Embarrassed a little at his parents’ concern. “He’s had fever for 5 days, doctor.” The mother says. In spite of his would be bravado, he looks a little sick, and I admit him. Blood tests show he has a very severe malaria, and I am worried, angry too. Why did you bring him this late I want to ask her, but the misery and anxiety in her eyes as she looks at her shivering son hushes me.

We start him on treatment, but it is a steady downhill course.I am very concerned now. His breathing is becoming laboured, his kidneys are not working. His liver is packing up.

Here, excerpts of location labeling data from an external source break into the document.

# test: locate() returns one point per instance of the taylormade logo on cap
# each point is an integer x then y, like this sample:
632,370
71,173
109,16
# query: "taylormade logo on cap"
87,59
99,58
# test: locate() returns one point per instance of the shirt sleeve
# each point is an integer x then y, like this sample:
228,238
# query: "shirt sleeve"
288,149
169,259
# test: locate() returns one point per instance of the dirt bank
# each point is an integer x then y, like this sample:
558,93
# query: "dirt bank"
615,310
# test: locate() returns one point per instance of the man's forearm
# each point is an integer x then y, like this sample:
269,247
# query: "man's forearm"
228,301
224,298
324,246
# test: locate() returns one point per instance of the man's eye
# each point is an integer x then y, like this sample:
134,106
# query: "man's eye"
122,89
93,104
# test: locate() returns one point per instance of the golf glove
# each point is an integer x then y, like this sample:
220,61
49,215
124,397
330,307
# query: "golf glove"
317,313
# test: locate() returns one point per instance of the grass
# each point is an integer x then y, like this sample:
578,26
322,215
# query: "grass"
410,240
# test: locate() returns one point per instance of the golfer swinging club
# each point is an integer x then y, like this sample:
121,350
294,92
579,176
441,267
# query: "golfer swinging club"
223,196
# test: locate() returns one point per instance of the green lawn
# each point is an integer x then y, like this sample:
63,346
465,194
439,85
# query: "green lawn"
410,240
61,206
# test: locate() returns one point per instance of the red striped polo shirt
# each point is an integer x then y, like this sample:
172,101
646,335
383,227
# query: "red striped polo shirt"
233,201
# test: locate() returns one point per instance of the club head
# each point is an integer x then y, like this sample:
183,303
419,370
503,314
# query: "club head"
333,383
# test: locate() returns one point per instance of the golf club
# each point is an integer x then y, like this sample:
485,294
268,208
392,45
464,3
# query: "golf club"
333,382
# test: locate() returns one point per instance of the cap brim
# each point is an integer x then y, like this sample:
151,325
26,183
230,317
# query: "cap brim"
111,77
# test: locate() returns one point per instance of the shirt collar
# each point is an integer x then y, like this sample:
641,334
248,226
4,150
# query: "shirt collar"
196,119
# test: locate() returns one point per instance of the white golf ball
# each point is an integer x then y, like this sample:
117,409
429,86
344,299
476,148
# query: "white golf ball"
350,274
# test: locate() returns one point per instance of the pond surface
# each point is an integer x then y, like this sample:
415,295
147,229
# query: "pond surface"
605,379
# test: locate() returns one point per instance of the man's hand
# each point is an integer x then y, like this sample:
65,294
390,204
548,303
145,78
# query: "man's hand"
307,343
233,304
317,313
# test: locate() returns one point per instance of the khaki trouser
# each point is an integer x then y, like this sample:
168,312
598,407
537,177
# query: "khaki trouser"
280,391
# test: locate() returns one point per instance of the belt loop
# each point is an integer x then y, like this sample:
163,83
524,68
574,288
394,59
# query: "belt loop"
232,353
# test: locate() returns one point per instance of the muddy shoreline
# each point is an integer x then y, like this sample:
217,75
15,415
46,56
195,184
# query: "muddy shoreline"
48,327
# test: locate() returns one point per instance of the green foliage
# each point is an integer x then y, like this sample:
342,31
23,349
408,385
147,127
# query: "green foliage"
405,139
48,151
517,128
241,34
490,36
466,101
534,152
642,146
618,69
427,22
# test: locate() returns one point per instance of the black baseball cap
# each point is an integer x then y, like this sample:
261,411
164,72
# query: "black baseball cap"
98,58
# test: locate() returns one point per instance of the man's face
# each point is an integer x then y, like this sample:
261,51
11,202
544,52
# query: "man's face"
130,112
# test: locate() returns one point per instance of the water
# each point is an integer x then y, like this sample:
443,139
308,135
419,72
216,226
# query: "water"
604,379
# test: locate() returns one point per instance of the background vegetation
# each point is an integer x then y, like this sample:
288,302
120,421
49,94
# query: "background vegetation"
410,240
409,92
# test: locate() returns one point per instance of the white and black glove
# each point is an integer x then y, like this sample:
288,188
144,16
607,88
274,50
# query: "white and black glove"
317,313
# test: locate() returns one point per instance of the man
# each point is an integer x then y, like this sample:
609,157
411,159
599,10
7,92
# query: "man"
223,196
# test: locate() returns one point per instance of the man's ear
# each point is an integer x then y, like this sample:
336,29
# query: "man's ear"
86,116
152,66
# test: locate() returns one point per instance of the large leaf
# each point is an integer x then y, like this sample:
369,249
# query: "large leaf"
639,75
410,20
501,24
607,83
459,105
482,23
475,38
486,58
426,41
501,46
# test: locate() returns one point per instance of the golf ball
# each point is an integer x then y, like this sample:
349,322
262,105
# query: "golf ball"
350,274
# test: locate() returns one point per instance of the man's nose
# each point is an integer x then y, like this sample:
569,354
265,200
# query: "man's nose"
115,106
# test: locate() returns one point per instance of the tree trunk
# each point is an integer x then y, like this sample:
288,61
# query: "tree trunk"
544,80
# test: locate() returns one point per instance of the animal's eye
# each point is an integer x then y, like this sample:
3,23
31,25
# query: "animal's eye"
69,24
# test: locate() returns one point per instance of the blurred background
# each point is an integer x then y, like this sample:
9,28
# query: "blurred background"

“We may need to intubate and ventilate him.” I tell the father. He closes his eyes and turns his face to the wall sobbing. “We may have to put him on a ventilator.” I tell the mother. “It’s expensive.” “Anything, do anything, doctor.” She looks at me, one mother to another, and says, “He is my only son, doctor.”

I have to save this boy. We connect him to a ventilator, we dialyze him, we put him on medicines to bring up his blood pressure . But I know , I know somehow that nothing is going to work. The boy lasts through the night but he does not see the morning sunlight that slants in to the ICU.

I have to tell the mother. I know she will die a little death herself as I tell her. However, I must tell her.I do not have to tell her. She sees it in my eyes and so does her husband . He is sobbing, wailing. She is frozen . “Can I see him?” “Yes.” I say, and as I lead her in to the ICU, she is shaking.

She softly touches the still face of the one she has borne, fed , brought up and loved, probably more than she has loved anyone or anything in her life . I am crying at the pain in her face. She looks up at me, dry eyed and says, “We would like to donate his eyes, doctor.”